The married couples who desire to separate can steer clear of the cumbersome Court procedure of filing for a limited divorce if they reach an agreement between them. This agreement is called as Marital Settlement Agreement and is in written form. This agreement makes it simple to procure an absolute divorce in the Court. The divorcing couples can create their own agreement during the process of mediation.

The Master is a person appointed by a Court to determine the facts and make recommendations to the Court.
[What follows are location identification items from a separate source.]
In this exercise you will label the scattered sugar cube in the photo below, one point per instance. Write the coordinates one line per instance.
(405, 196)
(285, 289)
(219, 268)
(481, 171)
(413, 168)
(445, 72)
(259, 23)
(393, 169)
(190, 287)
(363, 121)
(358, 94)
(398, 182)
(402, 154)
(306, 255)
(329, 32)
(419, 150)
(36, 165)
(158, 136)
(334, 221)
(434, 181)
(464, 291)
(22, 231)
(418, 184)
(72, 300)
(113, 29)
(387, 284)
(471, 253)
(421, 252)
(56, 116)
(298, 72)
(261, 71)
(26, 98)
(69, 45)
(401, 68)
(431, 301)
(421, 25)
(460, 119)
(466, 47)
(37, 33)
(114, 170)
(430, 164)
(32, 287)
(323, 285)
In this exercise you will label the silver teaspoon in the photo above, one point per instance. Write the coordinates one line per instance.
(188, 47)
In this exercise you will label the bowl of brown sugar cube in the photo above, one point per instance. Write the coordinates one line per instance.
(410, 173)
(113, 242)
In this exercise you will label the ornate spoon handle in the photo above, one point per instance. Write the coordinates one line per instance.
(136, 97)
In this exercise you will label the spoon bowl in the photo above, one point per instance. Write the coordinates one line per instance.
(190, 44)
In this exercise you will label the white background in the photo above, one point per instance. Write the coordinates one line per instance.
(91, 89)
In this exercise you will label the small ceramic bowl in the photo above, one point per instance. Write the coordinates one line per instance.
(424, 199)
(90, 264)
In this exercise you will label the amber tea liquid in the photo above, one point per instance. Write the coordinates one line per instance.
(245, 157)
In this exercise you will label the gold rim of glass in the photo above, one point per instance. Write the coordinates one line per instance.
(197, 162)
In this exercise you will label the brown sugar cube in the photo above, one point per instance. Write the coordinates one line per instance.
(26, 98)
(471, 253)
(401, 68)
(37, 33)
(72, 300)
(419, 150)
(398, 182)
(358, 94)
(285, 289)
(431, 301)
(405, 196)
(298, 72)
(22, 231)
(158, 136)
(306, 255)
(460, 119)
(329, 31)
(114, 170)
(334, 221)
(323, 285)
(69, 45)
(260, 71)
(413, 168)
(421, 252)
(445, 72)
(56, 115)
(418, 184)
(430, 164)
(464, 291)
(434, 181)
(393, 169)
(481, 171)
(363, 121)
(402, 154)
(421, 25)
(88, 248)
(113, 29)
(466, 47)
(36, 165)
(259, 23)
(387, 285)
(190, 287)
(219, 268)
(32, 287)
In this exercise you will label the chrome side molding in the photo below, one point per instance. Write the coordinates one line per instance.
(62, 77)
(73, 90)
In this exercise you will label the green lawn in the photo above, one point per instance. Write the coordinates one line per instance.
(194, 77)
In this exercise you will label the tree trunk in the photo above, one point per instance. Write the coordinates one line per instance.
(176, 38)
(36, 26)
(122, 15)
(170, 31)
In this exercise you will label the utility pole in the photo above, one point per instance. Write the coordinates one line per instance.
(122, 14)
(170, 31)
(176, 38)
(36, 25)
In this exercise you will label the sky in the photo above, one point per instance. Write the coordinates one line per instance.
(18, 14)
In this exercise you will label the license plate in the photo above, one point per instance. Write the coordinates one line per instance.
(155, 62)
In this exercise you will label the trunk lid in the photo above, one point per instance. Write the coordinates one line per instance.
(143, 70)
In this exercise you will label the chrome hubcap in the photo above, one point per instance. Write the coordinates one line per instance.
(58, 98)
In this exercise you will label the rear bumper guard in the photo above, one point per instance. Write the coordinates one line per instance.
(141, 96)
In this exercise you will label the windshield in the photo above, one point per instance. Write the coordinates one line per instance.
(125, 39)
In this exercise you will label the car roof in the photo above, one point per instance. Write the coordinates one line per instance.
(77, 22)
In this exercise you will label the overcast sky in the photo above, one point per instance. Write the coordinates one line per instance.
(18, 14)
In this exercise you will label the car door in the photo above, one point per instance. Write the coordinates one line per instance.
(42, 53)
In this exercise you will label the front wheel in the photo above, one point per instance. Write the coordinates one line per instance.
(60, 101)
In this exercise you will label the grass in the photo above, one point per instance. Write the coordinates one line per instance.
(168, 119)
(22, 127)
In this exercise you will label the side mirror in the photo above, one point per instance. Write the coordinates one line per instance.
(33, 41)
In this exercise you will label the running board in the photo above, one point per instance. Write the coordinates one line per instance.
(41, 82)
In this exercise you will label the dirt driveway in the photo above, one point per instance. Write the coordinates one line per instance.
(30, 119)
There is a 15 to 20 minute hearing in front of the Master that is not adversarial and after which the Master accepts the Marital Settlement Agreement and concludes that the reasons for Absolute Divorce are extant.

Comparison between Arbitration and Louisiana Divorce Mediation

Features of Arbitration:

  • It is similar to a mini trial that is executed outside the Court
  • The arbitrator plays the role of a judge and settles the conflict amongst the parties
  • The arbitrator may be a retired judge, a lawyer, an organization or a panel belonging to the American Arbitration Association
  • The arbitration may be provided for by law, may be necessitated by a provision in a contract for settling conflicts or may be acceded to by the parties
  • If arbitration is needed as per a contract, then the decision reached during an arbitration has to be converted to a legal judgment by submitting a petition to Court excluding when a party claims that the decision involves fraud, collusion and gross injustice

Features of Mediation:

  • The mediator is a third party who displays active participation in a legal dispute to assist to settle it
  • The mediator does not play the role of a judge and does not make the final decision is case of a disputed issue
  • The mediator charges a fee for the services but this is much less than the cost of a lawsuit
  • Mediation may result in an early settlement which causes less stress to the parties
  • Mediation is not always successful in handling conflicts and the parties involved might not reach an agreement

Types of Mediation

When both the partners mutually accede to mediate the disputed areas, the mediation is called as Private or Voluntary mediation. In this type, none of the partners is under legal obligation to continue the mediation. If one partner feels that the other partner is not responding fairly, the mediation can be terminated. This mediation continues as long as both partners desire it should continue. Private mediation is charged an hourly fee. Some mediators levy an initial or set-up fee for arranging a meeting with the parties to discuss which issues the parties intend to discuss in mediation.

The mediation that is ordered by a Court during a divorce is called as Court-ordered mediation. For example, when one party files litigation, the Court can issue orders that the parties should mediate a child custody agreement. This type of mediation ends when an agreement is reached. No charges or fees are levied for Court-ordered mediation.